Diana Tittle responded: Dear Jane, the Sun undertook this investigation at the request of a Hillsboro resident concerned about the town’s inability to mount a prompt, coordinated response to the disappearance of a neighbor. From the beginning, I shared your concern about how our findings might affect Betsy’s family and friends. After I completed my research and began writing, I weighed each detail I eventually chose to include against my desire to cause no pain and the public’s right to know about the strengths and limitations of law enforcement’s response and the public’s need to know about how to be of meaningful assistance.

There was information I withheld about the state police investigation and the recovery. But I decided to include the issue of the car’s color because the individuals who spotted Betsy’s car emphasized how its color had been key to their identification of it as the vehicle described in Betsy’s Silver Alert. Because the misinformation was corrected within a couple of hours, I also included in this story the following editorial comment meant to put the error in perspective: “The fact that law enforcement throughout the state was on the lookout in the crucial early hours after Betsy’s disappearance for an elderly woman driving a “light blue” instead of a “silver” Accord would, in retrospect, likely not have changed the outcome of the search” [emphasis added].

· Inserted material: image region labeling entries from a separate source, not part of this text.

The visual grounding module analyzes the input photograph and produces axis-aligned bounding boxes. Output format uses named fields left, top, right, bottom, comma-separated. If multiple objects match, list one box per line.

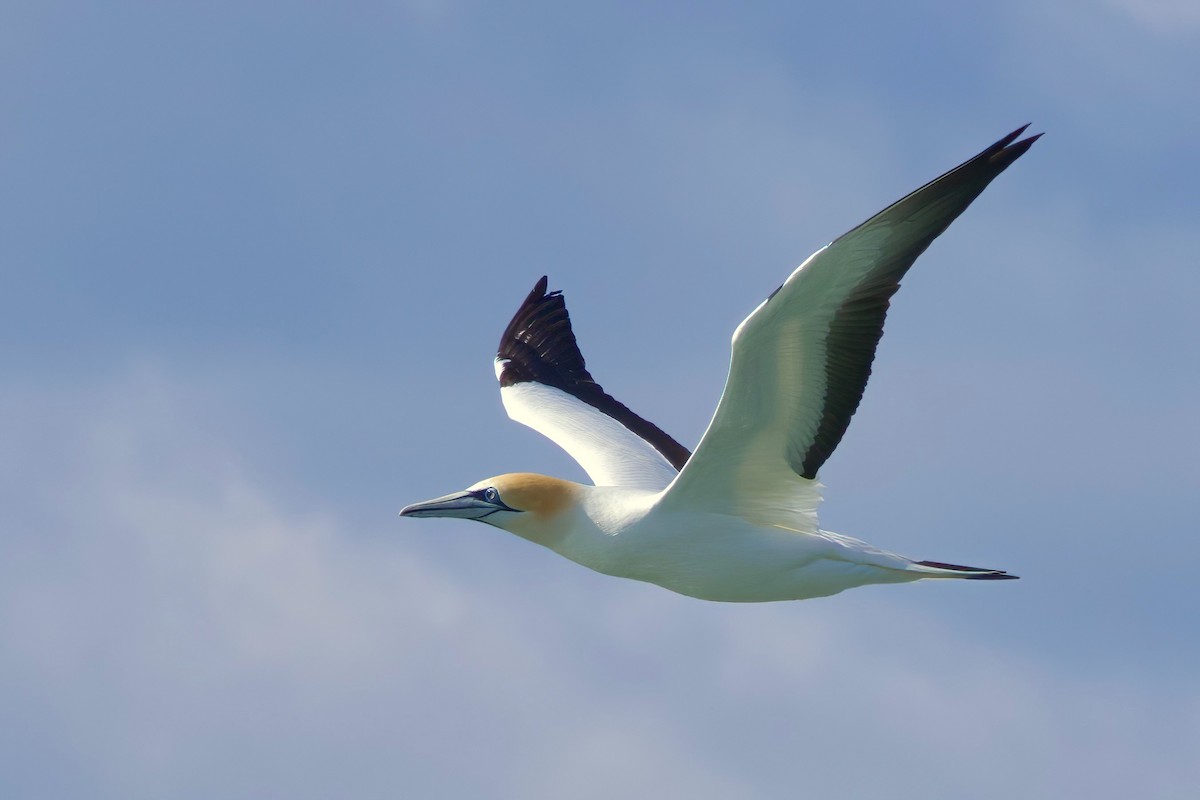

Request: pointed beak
left=400, top=492, right=499, bottom=519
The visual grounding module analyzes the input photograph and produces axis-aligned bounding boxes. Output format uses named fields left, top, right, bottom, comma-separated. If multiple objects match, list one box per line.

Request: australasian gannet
left=400, top=126, right=1040, bottom=602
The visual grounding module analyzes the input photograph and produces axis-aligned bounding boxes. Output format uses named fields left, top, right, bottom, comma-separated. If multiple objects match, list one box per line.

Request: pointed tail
left=911, top=561, right=1019, bottom=581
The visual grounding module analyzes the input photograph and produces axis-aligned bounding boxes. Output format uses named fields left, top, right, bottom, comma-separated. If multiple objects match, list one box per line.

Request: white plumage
left=401, top=127, right=1038, bottom=602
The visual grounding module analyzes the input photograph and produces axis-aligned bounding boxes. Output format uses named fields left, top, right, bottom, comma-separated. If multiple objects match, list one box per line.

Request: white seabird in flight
left=400, top=126, right=1040, bottom=602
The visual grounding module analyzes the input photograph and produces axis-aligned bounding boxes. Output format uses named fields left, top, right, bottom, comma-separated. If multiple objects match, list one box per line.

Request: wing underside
left=662, top=128, right=1037, bottom=531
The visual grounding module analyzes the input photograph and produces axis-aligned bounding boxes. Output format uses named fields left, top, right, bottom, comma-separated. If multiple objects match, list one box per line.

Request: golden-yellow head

I would also point to the story’s overarching conclusion about the inadvisability of assigning blame for what happened: “In this case, a perfect storm of unfortunate circumstances, many of them beyond human control, hindered the search that it would fall to Hamilton’s department to lead.”

It is my hope that any pain caused by my reporting will eventually be outweighed by its contribution to a better community understanding of what it will take in the future to mount a successful missing person’s search in rural Sierra County.